Mohon tunggu...
Risalah Amar
Risalah Amar Mohon Tunggu... Penulis - Penulis, pegiat pranikah

Penulis Lepas, dan Melepas Tulisan.

Selanjutnya

Tutup

Pendidikan Pilihan

Membaca Asyik di UNJ

21 Februari 2015   04:01 Diperbarui: 17 Juni 2015   10:48 42
+
Laporkan Konten
Laporkan Akun
Kompasiana adalah platform blog. Konten ini menjadi tanggung jawab bloger dan tidak mewakili pandangan redaksi Kompas.
Lihat foto
Gadget. Sumber ilustrasi: PEXELS/ThisIsEngineering

Bicara baca membaca di kampus kita, UNJ Rawamangun, saya kembali dibuat percaya kita adalah kampus yang sudah meninggalkan hal-hal teknis dan remeh. Kita beralih ke isu-isu besar kemanusiaan, bagaimana agar kita hidup lebih baik, atau berkontribusi di kota Jakarta, atau bahkan dunia. Ada hal yang mengganjal di pikiran saya. Saya belum pernah membaca dengan nyaman di dalam ruangan kampus, di manapun itu. saya akan coba uraikan sebabnya, tentu saja dengan sangat subjektif. Santai saja, bukan skripsi.

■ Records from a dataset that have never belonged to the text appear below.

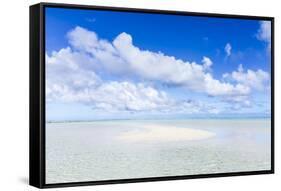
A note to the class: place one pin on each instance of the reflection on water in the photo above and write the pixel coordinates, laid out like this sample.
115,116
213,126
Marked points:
89,151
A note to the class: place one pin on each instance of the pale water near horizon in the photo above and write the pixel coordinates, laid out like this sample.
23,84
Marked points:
91,151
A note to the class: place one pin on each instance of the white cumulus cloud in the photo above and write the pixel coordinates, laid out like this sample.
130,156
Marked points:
74,74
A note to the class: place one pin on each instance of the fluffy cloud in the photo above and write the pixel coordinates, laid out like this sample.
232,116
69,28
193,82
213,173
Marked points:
123,57
73,75
257,80
227,49
207,62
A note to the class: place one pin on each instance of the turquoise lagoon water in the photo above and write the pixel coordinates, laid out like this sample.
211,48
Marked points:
90,151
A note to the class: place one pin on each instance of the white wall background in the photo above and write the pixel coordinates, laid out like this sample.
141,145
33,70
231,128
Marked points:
14,71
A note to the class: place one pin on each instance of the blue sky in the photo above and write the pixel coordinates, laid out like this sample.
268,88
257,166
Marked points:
141,56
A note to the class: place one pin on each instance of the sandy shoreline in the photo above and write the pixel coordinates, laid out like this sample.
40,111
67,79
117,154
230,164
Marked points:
156,133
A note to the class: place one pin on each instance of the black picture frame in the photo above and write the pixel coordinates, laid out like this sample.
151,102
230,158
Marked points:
37,95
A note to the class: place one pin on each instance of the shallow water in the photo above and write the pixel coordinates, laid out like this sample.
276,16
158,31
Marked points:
89,151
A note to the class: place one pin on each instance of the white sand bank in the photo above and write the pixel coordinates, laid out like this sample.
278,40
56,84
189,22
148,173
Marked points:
155,133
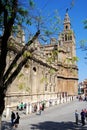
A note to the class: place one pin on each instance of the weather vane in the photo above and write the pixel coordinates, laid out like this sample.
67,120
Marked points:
67,10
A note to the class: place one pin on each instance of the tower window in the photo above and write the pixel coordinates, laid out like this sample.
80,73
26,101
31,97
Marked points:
66,27
34,69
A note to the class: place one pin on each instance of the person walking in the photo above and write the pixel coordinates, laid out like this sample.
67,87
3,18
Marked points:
16,120
82,117
76,117
12,118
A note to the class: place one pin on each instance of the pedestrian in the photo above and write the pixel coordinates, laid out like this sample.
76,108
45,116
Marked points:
76,116
43,106
82,117
16,120
12,118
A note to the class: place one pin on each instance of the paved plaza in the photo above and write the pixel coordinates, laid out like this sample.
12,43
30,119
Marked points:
60,117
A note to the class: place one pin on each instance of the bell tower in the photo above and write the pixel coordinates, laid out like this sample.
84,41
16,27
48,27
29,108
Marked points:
68,37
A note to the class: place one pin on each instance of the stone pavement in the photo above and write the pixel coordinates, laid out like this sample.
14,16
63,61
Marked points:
59,117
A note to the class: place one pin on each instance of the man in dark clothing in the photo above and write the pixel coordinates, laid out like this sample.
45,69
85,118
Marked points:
12,117
83,117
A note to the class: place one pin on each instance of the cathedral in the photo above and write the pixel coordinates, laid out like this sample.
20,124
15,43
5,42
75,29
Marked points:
51,73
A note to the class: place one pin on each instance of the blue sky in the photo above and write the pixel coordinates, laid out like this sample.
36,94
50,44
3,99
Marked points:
78,13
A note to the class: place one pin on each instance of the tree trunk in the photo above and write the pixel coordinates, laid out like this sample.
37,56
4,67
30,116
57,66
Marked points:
2,106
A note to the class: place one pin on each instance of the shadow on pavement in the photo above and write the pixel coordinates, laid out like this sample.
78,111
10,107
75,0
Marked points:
58,126
6,125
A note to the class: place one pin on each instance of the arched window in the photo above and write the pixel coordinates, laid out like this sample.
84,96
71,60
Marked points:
65,37
66,27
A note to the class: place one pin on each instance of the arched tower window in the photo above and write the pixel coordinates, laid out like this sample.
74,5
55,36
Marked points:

Citra kampus sebagai pabrik manusia hebat, pabrik guru, pencetak pemimpin masa depan, atau apapun itu yang konsepnya dibahas setiap tahun (tapi tak pernah terlaksana secara serius) musti didukung dengan fasilitas yang tak mesti mahal dengan tivi-tivian atau AC yang terlalu dingin. Saya coba membayangkan diri sebagai tamu yang ingin studi banding, melihat kultur membaca di UNJ.

Saya masuk ke gedung parkir. Setelah itu, saya masuk ke lobi terdekat, Fakultas Ilmu Pendidikan. Oh, di sana gelap, lampu yang ada kelihatan belum didesain dengan baik agar saya bisa membaca dengan nyaman, dan menunggu teman. Yang ada, saya melihat sepasang mahasiswa-mahasiswi sedang main gadget, dan menggerutu:” siakad lemot.. “ saya tengok kanan-kiri, tak ada rak buku atau rak koran terbaru hari itu. saya tak bisa duduk di kursi.

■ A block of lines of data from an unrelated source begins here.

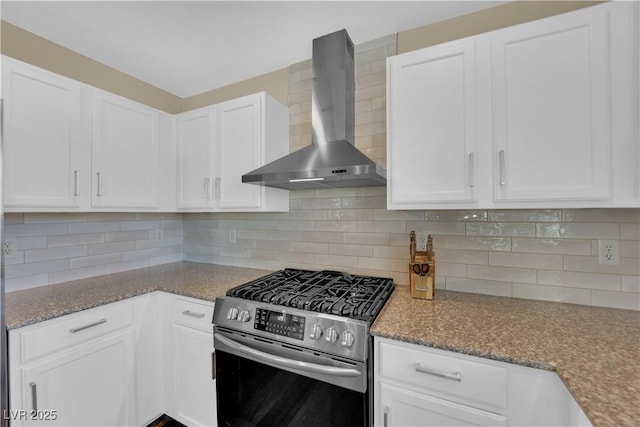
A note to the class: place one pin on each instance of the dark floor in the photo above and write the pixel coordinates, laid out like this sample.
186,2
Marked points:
165,421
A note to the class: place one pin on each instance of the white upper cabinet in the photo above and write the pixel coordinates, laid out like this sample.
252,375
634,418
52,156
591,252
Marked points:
432,116
552,108
544,114
125,153
195,157
250,131
42,139
220,143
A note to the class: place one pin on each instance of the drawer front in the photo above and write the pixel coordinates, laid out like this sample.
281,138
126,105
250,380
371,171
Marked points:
57,334
440,374
193,314
401,407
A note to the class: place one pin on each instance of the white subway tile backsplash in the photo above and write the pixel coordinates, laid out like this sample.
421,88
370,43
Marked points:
506,274
552,246
510,259
552,293
511,229
486,287
578,231
625,300
35,255
611,282
631,284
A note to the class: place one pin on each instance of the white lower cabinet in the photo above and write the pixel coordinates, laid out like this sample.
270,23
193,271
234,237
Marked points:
191,389
120,364
74,370
420,386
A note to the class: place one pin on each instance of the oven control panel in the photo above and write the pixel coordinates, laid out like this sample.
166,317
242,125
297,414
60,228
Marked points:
285,324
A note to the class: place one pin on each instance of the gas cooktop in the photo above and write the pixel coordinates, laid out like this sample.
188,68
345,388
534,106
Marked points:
329,292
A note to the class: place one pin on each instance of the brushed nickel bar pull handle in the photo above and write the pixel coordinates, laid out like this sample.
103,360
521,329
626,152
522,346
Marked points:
454,376
502,167
193,314
213,365
206,188
34,396
218,187
99,184
76,180
472,170
90,325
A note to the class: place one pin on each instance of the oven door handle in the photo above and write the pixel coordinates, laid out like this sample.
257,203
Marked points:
288,363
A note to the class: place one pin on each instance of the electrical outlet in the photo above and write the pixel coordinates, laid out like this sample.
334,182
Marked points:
609,252
422,242
7,248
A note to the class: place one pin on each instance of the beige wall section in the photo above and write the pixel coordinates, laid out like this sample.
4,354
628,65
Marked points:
276,83
28,47
482,21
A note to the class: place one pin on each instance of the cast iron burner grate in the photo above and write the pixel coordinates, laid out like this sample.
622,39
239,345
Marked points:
330,292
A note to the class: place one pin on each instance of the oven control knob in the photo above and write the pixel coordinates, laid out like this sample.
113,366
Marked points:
232,314
316,332
332,335
244,316
347,339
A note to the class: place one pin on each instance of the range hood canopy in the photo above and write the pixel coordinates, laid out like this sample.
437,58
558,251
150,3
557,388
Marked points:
332,160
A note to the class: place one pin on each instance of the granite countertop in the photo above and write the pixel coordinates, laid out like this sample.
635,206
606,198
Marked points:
202,281
594,350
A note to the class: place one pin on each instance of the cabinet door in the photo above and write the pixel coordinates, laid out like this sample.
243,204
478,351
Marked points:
239,144
86,386
195,144
41,138
432,131
403,407
552,109
194,392
125,153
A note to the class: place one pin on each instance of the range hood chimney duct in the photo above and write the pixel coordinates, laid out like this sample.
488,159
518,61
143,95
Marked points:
332,160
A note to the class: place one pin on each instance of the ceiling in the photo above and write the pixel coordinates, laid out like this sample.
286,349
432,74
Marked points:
190,47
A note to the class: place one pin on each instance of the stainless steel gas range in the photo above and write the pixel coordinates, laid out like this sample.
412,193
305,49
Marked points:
293,349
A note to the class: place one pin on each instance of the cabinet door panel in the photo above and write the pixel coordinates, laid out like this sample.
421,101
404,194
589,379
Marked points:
403,407
42,138
432,122
195,159
195,391
239,150
125,153
88,386
552,135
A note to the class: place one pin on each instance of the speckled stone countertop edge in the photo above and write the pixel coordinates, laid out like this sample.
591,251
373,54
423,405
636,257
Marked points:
537,364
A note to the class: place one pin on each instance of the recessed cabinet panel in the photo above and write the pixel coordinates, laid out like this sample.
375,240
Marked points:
239,150
195,157
125,153
552,109
41,139
432,125
88,386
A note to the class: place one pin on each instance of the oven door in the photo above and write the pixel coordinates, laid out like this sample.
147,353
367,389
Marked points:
262,382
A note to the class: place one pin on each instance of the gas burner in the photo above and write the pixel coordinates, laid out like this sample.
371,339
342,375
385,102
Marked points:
330,292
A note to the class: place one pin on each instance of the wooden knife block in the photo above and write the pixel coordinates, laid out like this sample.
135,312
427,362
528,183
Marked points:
422,286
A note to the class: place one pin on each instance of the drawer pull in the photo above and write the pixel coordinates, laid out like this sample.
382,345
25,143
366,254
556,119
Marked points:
34,396
90,325
193,314
453,376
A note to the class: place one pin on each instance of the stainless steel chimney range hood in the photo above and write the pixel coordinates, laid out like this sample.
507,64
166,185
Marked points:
332,160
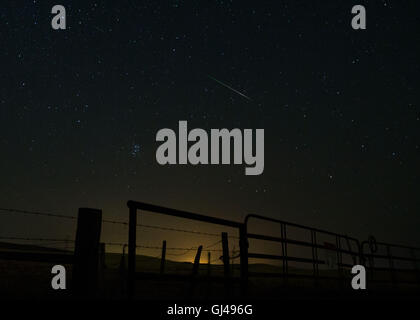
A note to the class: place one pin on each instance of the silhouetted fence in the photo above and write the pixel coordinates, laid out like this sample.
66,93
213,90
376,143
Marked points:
386,263
391,264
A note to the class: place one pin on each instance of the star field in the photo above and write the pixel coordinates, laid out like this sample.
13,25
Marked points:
80,109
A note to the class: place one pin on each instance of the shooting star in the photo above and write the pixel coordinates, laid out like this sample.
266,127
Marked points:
229,87
99,29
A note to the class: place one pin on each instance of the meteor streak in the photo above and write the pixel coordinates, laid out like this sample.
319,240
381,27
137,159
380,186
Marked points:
229,87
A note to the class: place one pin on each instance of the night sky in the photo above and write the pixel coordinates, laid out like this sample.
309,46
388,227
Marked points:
80,108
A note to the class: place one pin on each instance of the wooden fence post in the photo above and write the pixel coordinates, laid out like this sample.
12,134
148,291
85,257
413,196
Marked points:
208,263
226,268
243,244
132,226
225,247
86,252
102,252
195,270
162,260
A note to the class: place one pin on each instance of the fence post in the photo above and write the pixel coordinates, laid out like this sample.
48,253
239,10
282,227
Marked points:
86,252
162,260
225,247
197,261
102,252
132,251
243,243
195,270
208,263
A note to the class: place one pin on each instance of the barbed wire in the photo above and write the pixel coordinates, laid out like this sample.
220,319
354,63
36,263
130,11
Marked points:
3,210
36,239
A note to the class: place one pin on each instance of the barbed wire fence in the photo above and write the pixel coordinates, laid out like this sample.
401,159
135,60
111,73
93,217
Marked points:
66,244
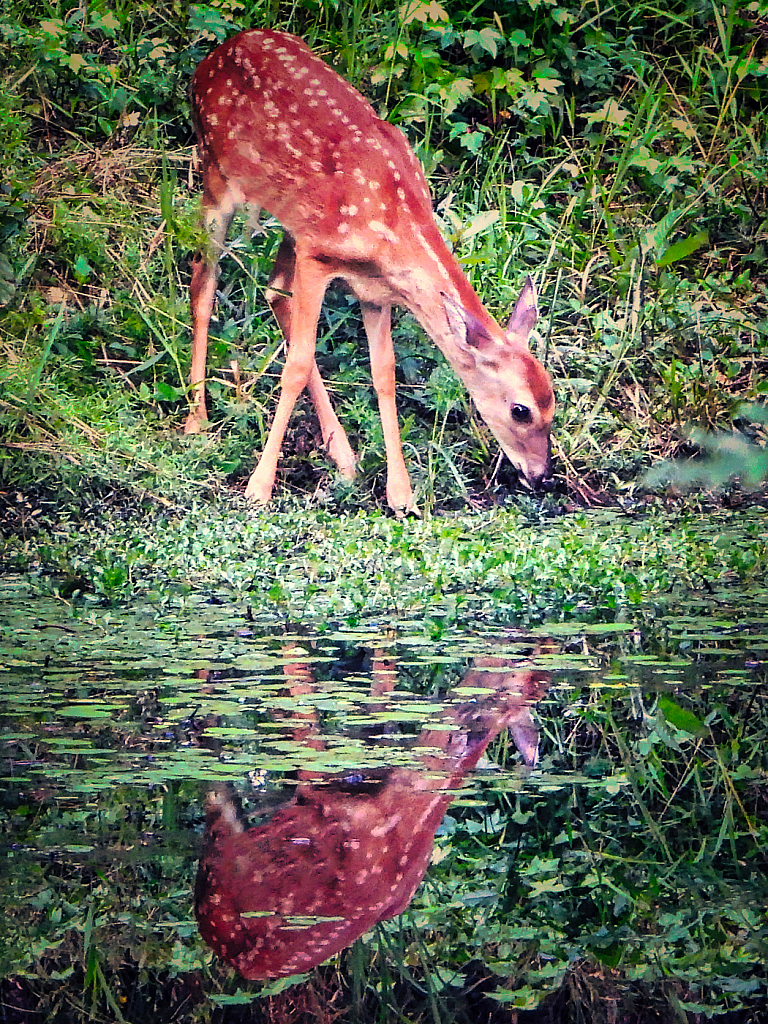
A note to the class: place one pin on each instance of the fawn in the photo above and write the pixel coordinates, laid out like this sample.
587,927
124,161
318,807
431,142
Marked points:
278,129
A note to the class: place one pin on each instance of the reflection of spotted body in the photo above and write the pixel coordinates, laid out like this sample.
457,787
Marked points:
347,852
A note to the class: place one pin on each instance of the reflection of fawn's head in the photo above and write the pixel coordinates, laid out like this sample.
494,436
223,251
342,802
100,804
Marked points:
346,854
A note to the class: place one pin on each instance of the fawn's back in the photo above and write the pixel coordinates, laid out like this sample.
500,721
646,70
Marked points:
280,129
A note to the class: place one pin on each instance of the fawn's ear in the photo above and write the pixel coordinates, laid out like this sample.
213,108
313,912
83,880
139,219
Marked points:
524,315
465,327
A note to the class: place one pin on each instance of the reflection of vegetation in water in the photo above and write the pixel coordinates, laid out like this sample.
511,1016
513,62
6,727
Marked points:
631,860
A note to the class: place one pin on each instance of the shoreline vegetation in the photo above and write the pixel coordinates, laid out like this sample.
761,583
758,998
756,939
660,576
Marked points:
619,157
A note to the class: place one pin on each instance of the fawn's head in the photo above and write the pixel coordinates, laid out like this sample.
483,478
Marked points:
510,387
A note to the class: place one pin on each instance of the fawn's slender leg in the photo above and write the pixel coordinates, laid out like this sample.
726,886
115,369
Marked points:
310,281
202,292
378,328
280,298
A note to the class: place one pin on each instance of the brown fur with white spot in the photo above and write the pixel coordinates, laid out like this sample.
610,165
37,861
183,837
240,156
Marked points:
280,130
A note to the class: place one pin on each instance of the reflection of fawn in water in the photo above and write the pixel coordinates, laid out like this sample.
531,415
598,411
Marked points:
347,852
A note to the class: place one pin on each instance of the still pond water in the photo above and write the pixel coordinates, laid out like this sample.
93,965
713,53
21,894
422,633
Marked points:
580,792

Saya melangkah keluar, menuju Rektorat. Semoga, di sana penerangannya nyaman dan saya berharap bisa menuntaskan satu buku tipis selama menunggu di sana. Oh, pintunya otomatis. Saya kembali celingak celinguk, penerangan yang sama gelapnya membuat mata saya kelelahan. Tak ada ruang baca atau ruang tunggu. Satpam mendekat, “Ngapain mas?” dengan mata setajam dosen penguji.

Saya keluar tanpa menjawab. Saya menuju Fakultas Bahasa dan Seni. Saya masuk ke Gd. F. Ada banyak lukisan indah di dinding. Sebuah lemari berisi dua komputer lama. Saya berharap bisa duduk nyaman sambil membaca. Akhirnya, saya mendapati lobi yang cahayanya cukup buat membaca. Saya membaca sebentar di sana, tetapi lorong yang sempit membuat saya tidak nyaman, akhirnya saya memutuskan pergi ke gedung perkuliahan di sebelahnya, A dan B. Di sana sama saja, lampunya gelap, dan tidak nyaman digunakan membaca, saya juga tidak mendapati satupun koran di ruang tunggu. Sesekali mahasiswa memperhatikan saya yang membawa buku, “Aneh luh!” batin mereka.

Saya ingin pergi lagi. Saya putuskan pergi ke Fakultas Ilmu Sosial, dengan melewati gedung perpustakaan. Saya tergoda masuk sebentar ke dalam perpustakaan, siapa tahu, ada pengalaman baca yang spesial di sana. Ah, saya masuk lobi, “Katanya kemaren aer naik ke sini?” kata seorang mahasiswi pada rekannya.

Lampu lobi perpustakaan gelap sekali. resepsionisnya juga tidak senang tersenyum. Saya mengharapkan sambutan bagi para pembaca yang tak biasa di sini. Misalnya, ada buku apa di sini? Harus ke lantai berapa saya? Oh, ada Book of The Week There! Atau, kesan lain yang membuat lobi perpustakaan seperti dibuat khusus bagi para ilmuan sekaligus si penasaran.

Saya langsung menuju Fakultas Ilmu Sosial. Di sana, saya dapati lobi dengan bangku menghadap taman mushala. Tetapi, penerangan masihlah belum cukup, dan bangku belum cukup nyaman untuk membaca. Sesekali mahasiswa berseliweran dan bicara agak keras.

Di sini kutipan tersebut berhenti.